# CONFLUENCE Tutorial: Distributed Basin Workflow with Delineation

This notebook demonstrates the distributed modeling approach using the delineation method. We'll use the same Bow River at Banff location but create a distributed model with multiple GRUs (Grouped Response Units).

## Key Differences from Lumped Model

- **Domain Method**: `delineate` instead of `lumped`
- **Stream Threshold**: 5000 (creates more sub-basins)
- **Multiple GRUs**: Each sub-basin becomes a GRU
- **Routing**: mizuRoute connects the GRUs

## Learning Objectives

1. Understand watershed delineation with stream networks
2. Create a distributed model with multiple GRUs
3. Compare with lumped approach from Tutorial 1

## 1. Setup and Import Libraries

In [None]:
# Import required libraries
import sys
import os
from pathlib import Path
import yaml
import pandas as pd
import matplotlib.pyplot as plt
import geopandas as gpd
from datetime import datetime
import numpy as np

# Add CONFLUENCE to path
confluence_path = Path('../').resolve()
sys.path.append(str(confluence_path))

# Import CONFLUENCE
from CONFLUENCE import CONFLUENCE

# Set up plotting style
plt.style.use('default')
%matplotlib inline

## 2. Create Configuration for Distributed Model

We'll modify the configuration from Tutorial 1 to create a distributed model.

In [None]:
# Load the template configuration
config_template_path = confluence_path / '0_config_files' / 'config_template.yaml'
with open(config_template_path, 'r') as f:
    config = yaml.safe_load(f)

# Modify for distributed delineation
config['DOMAIN_NAME'] = 'Bow_at_Banff_distributed'
config['EXPERIMENT_ID'] = 'distributed_tutorial'
config['DOMAIN_DEFINITION_METHOD'] = 'delineate'  # Changed from 'lumped'
config['STREAM_THRESHOLD'] = 5000  # Higher threshold for fewer sub-basins
config['DOMAIN_DISCRETIZATION'] = 'GRUs'  # Keep as GRUs
config['SPATIAL_MODE'] = 'Distributed'  # Changed from 'Lumped'

# Use just one parallel process for this tutorial
config['MPI_PROCESSES'] = 1

# Save the modified configuration
distributed_config_path = Path('./bow_distributed_config.yaml')
with open(distributed_config_path, 'w') as f:
    yaml.dump(config, f, default_flow_style=False)

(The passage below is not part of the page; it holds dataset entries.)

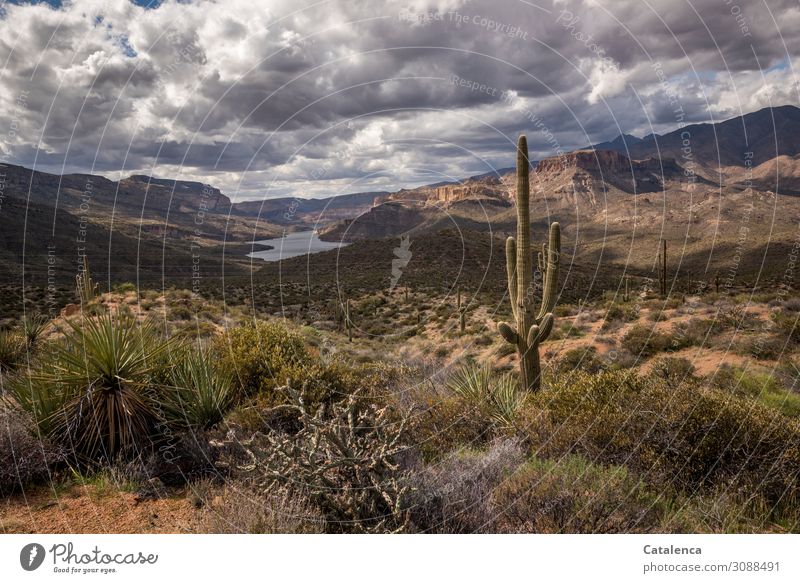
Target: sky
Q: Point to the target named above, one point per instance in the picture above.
(320, 98)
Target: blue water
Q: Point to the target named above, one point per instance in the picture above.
(293, 245)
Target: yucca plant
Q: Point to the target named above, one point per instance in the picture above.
(94, 391)
(499, 396)
(12, 349)
(506, 398)
(200, 391)
(472, 382)
(33, 326)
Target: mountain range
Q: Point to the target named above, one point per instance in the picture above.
(695, 186)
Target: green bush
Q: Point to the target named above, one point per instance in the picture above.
(642, 341)
(573, 495)
(499, 396)
(788, 324)
(262, 356)
(94, 391)
(584, 358)
(200, 392)
(765, 387)
(685, 434)
(673, 370)
(12, 349)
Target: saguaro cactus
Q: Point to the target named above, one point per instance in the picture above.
(85, 285)
(530, 330)
(662, 268)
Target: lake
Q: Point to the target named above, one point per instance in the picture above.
(293, 245)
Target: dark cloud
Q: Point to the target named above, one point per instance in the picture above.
(376, 94)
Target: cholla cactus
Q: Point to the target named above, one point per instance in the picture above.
(529, 330)
(343, 458)
(85, 285)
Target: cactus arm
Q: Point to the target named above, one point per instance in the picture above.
(533, 333)
(550, 285)
(523, 241)
(527, 331)
(542, 331)
(511, 271)
(507, 332)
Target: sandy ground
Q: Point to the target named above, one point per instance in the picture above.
(84, 510)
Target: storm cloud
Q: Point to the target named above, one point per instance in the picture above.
(321, 98)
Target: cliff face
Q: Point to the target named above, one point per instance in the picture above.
(383, 220)
(588, 176)
(489, 189)
(76, 191)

print("=== Modified Configuration for Distributed Model ===")
print(f"Domain Name: {config['DOMAIN_NAME']}")
print(f"Domain Method: {config['DOMAIN_DEFINITION_METHOD']}")
print(f"Stream Threshold: {config['STREAM_THRESHOLD']}")
print(f"Spatial Mode: {config['SPATIAL_MODE']}")
print(f"\nConfiguration saved to: {distributed_config_path}")

## 3. Initialize CONFLUENCE with Distributed Configuration

In [None]:
# Initialize CONFLUENCE with distributed configuration
confluence = CONFLUENCE(distributed_config_path)

print("=== CONFLUENCE Initialized for Distributed Model ===")
print(f"Project Directory: {confluence.project_dir}")
print(f"Data Directory: {confluence.data_dir}")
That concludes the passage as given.